# Drill Press



## Paul Lindsey (Jan 20, 2010)

Can you use a drill press for a small amount of routing. Like routing a 1/2 deep groce the could run 2-3 ft?


----------



## knotscott (Nov 8, 2007)

I don't think it'd work very well. Router's spin at 10K-22Krpms, DP's spin at a much lower rpm, and usually have more runout. 

You might have better luck with a groove on a TS or circular saw using multiple passes.


----------



## Paul Lindsey (Jan 20, 2010)

*DP*

Scott thanks for the answer.
Paul


----------



## Jwolf24601 (Dec 4, 2009)

I have used a handheld drill for routing in the past, it's kind of like screwing in flathead screws with the claw on the back of a hammer. You can make it work but generally not worth the effort.

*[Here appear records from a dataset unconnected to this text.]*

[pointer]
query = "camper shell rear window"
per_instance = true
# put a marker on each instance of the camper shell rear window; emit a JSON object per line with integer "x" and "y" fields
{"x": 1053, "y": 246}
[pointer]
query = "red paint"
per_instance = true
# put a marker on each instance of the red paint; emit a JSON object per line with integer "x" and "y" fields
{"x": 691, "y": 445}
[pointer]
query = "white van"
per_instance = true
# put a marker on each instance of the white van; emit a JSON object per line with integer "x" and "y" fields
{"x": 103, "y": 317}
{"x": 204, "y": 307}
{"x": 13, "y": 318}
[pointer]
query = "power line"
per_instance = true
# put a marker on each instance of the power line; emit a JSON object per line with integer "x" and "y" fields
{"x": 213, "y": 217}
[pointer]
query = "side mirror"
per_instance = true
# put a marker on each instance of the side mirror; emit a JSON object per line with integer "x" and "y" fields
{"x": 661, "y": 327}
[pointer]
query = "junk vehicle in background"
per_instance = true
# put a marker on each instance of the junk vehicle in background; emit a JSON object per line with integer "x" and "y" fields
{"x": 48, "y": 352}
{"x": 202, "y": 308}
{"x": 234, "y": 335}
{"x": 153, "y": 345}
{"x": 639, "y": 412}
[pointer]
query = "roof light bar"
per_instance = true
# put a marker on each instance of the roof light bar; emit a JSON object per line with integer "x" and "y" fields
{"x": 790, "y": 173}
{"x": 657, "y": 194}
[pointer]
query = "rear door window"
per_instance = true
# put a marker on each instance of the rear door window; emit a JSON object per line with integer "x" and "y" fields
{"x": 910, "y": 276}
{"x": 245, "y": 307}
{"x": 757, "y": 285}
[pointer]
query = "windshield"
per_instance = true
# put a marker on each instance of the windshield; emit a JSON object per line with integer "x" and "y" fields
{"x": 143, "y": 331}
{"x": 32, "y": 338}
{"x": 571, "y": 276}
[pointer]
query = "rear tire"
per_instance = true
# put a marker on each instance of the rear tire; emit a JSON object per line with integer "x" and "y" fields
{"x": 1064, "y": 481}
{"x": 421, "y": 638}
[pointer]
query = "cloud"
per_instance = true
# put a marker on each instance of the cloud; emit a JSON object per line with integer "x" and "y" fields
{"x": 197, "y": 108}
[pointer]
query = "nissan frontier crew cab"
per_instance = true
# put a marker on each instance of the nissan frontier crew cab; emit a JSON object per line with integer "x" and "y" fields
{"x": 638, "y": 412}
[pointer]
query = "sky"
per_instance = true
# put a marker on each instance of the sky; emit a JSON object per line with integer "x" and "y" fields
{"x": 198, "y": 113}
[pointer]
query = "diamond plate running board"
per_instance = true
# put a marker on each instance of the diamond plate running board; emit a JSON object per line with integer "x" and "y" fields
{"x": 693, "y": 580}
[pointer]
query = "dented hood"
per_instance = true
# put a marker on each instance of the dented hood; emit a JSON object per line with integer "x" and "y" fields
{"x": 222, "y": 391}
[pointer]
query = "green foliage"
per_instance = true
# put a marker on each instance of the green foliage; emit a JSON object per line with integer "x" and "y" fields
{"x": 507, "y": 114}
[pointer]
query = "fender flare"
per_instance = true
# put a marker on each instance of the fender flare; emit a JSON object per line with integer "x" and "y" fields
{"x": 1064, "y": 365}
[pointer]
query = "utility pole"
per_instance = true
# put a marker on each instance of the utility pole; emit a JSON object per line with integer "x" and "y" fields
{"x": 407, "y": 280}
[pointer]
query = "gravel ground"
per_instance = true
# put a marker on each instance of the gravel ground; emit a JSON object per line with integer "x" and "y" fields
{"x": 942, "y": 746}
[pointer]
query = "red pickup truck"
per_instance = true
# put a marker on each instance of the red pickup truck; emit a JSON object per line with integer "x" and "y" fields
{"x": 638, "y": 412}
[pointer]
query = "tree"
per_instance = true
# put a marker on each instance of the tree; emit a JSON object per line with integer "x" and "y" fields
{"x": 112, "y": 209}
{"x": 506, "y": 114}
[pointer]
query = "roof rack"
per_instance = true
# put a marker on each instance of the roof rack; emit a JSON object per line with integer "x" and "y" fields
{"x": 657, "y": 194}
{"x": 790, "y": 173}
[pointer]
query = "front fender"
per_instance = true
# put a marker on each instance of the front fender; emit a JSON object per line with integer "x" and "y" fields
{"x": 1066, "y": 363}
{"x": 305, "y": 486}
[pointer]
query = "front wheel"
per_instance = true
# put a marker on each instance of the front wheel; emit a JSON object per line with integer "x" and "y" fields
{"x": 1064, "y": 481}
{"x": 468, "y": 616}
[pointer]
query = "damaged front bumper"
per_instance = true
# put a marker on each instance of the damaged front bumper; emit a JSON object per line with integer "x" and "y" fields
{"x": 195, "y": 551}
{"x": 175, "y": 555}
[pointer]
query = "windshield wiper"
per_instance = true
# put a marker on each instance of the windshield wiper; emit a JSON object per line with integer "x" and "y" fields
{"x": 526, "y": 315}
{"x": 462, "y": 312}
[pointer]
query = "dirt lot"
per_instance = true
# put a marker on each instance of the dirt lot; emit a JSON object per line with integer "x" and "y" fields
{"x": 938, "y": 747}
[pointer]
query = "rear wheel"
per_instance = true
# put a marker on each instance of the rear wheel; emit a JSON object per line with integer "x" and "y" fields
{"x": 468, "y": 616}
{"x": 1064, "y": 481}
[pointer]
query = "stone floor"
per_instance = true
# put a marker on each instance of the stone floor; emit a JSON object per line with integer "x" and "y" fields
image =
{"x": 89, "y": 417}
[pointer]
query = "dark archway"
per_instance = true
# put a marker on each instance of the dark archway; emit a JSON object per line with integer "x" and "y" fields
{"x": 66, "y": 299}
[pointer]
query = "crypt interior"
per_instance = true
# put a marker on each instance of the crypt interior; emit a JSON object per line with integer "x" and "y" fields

You could drill 1/2" holes the length of it and take out the excess with a chisel and hammer...


----------



## Av8rTx (Mar 10, 2009)

table saw or even a circular saw with a fence would be a better option. Make several passes offset from each other and clean it up with a chisel


----------



## rrich (Jun 24, 2009)

Jwolf24601;114593it's kind of like screwing in flathead screws with the claw on the back of a hammer. You can make it work but generally not worth the effort.[/quote said:


> Somehow, I can picture that in my mind.
> 
> ROTFLMAO!!!
> 
> :laughing: :laughing: :laughing:


----------



## Streamwinner (Nov 25, 2008)

jwolf24601 said:


> it's kind of like screwing in flathead screws with the claw on the back of a hammer.


a+

--


----------



## garryswf (Aug 17, 2009)

Paul,
I tried using a drill press to run a barrel channel on a muzzloading rifle stock birdseye maple, ONCE, worst mistake i ever made.
Best options---Router with a homemade jig
Router set up in a router table or
a shaper
JMO


----------



## cabinetman (Jul 5, 2007)

In addition to what Scott said, think about the processes that you use a drill press for. They aren't really designed for side loads. You might find that on tapered spindle machines that the chuck could fall right off while running.


----------



## Paul Lindsey (Jan 20, 2010)

Thanks folks i appreciate the answers, I guess i will shell out some cash for a router.
Paul


----------



## Colt W. Knight (Nov 29, 2009)

You can do so much with a router, I can't imagine not owning one. 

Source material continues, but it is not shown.